Intervento dei soccorsi e aria irrespirabile in ampia zona della città
Un rogo improvviso ha trasformato il cielo di Roma Est in una coltre scura e minacciosa. Erano da poco passate le 20 di giovedì 27 giugno, quando un incendio è divampato in via di Salone, a ridosso del campo rom.
Le fiamme si sono propagate rapidamente tra sterpaglie e cumuli di rifiuti, generando una nube tossica di fumo nero visibile a chilometri di distanza.
Complice il vento, il fumo ha raggiunto in breve tempo diversi quartieri limitrofi, gettando nel panico centinaia di residenti a Ponte di Nona, La Rustica, Tor Sapienza e Tor Tre Teste, che hanno iniziato a documentare l’episodio sui social tra foto, video e messaggi preoccupati.
«Un odore acre che pizzica la gola», scrive qualcuno. «Sembra notte, il cielo è diventato nero», commenta un altro utente. C’è chi teme per la salute dei bambini e chiede l’intervento delle autorità: «Chiudete le finestre, il fumo entra ovunque».

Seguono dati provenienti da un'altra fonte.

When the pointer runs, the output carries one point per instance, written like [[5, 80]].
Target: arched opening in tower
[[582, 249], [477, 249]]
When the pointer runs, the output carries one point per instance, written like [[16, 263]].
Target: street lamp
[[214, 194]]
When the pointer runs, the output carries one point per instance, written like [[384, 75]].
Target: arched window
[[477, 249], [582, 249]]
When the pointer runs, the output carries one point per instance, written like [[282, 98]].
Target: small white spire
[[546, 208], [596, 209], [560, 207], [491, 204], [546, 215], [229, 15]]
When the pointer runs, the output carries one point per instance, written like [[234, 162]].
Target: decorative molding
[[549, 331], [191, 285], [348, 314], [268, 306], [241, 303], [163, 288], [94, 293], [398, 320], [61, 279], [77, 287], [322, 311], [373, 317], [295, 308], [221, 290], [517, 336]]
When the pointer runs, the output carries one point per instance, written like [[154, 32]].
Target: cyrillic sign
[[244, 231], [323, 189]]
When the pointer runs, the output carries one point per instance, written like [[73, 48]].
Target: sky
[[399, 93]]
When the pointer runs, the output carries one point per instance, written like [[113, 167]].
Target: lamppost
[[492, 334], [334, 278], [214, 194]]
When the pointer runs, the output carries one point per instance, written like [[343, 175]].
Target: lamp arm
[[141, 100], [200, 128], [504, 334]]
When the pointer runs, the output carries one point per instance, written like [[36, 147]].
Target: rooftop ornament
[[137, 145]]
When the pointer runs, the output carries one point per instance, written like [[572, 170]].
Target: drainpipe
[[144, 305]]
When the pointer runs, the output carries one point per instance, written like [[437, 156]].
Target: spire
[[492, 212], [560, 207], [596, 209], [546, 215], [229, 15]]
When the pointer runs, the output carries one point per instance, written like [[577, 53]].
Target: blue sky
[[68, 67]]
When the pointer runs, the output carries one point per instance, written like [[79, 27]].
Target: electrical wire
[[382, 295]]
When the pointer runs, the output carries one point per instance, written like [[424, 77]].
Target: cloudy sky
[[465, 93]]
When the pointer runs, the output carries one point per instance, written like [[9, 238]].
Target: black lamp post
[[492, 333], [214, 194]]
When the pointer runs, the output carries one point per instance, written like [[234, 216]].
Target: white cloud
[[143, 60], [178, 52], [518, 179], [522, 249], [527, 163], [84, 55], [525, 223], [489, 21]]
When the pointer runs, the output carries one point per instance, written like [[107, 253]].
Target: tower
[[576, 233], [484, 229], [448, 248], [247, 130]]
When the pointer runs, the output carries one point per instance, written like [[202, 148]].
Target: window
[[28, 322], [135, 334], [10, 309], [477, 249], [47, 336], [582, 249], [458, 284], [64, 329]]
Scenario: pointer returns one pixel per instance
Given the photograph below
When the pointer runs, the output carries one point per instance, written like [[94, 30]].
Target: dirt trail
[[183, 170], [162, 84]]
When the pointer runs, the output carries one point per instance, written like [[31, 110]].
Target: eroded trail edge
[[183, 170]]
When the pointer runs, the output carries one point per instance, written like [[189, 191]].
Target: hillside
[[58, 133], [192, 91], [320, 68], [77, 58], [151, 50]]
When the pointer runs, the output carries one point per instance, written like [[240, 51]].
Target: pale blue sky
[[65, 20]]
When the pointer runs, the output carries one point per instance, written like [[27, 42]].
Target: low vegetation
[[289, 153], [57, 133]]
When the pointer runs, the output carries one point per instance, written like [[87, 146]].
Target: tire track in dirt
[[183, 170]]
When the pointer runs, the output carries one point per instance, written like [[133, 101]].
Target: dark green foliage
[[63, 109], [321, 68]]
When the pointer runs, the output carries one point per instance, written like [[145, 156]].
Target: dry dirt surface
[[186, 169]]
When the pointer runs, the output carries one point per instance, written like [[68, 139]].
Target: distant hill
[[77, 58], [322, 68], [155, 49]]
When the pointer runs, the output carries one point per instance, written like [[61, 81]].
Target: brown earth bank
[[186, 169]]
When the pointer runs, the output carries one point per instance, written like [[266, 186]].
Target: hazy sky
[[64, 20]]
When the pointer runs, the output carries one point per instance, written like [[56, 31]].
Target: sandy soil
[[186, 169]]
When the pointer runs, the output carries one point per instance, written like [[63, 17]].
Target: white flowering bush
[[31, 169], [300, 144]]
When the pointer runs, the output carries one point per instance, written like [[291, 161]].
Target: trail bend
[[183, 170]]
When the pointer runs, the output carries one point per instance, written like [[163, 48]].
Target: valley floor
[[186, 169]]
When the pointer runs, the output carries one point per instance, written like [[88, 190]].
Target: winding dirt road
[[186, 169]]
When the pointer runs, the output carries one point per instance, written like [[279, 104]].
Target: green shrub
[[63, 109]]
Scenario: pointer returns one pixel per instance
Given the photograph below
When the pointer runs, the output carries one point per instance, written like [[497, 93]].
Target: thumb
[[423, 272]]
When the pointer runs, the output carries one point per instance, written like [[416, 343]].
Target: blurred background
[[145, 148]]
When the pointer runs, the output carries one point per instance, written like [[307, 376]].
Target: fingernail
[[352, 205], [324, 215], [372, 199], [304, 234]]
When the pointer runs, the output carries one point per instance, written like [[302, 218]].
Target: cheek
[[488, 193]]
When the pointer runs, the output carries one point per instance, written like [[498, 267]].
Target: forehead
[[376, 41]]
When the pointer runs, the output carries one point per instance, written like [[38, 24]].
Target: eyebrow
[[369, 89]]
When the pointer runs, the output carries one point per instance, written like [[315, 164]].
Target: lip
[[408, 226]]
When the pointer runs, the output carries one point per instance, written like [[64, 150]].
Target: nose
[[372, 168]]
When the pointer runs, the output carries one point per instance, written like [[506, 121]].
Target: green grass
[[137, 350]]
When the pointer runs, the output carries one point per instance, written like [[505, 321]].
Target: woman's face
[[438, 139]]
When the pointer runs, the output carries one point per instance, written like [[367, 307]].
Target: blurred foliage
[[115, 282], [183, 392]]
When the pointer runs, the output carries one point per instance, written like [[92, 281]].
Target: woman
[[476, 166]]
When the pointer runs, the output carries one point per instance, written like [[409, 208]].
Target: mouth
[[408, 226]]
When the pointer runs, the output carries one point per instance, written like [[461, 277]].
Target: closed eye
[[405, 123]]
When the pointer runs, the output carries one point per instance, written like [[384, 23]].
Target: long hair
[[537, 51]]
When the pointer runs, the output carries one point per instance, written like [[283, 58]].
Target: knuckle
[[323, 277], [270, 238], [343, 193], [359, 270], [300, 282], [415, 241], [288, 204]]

Sul posto sono accorse diverse squadre dei Vigili del Fuoco, affiancate dalla Protezione Civile di Roma Capitale. Le operazioni di spegnimento sono andate avanti per ore, tra difficoltà legate all’accessibilità dell’area e alla presenza di materiale altamente infiammabile.

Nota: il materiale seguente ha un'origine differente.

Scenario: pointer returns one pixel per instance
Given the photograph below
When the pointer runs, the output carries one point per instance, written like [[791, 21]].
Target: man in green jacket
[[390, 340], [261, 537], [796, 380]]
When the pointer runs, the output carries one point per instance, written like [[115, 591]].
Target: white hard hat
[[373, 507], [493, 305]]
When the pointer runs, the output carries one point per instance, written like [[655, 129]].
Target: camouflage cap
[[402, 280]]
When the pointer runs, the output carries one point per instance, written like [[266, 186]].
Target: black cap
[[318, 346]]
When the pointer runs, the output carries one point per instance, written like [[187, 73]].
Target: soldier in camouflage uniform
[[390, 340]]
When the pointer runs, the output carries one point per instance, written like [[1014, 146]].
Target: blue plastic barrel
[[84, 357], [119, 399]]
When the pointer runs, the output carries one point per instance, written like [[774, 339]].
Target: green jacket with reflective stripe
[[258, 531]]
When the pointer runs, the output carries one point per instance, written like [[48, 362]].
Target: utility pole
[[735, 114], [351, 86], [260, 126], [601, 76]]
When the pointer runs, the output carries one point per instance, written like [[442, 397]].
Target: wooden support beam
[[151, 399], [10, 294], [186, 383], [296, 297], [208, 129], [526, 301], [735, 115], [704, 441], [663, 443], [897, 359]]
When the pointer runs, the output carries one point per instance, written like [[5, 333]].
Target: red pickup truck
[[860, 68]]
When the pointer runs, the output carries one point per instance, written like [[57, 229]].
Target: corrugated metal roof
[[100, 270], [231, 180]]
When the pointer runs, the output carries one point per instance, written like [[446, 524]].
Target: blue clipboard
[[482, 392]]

Fortunatamente non si registrano feriti, ma le cause dell’incendio sono ancora da accertare. Non si esclude la pista del rogo accidentale, forse innescato da un mozzicone di sigaretta o da attività illecite di smaltimento.
Il rogo di via di Salone è solo l’ultimo episodio che riaccende i riflettori su una zona da anni al centro di emergenze ambientali e sociali, tra discariche abusive, degrado e abbandono.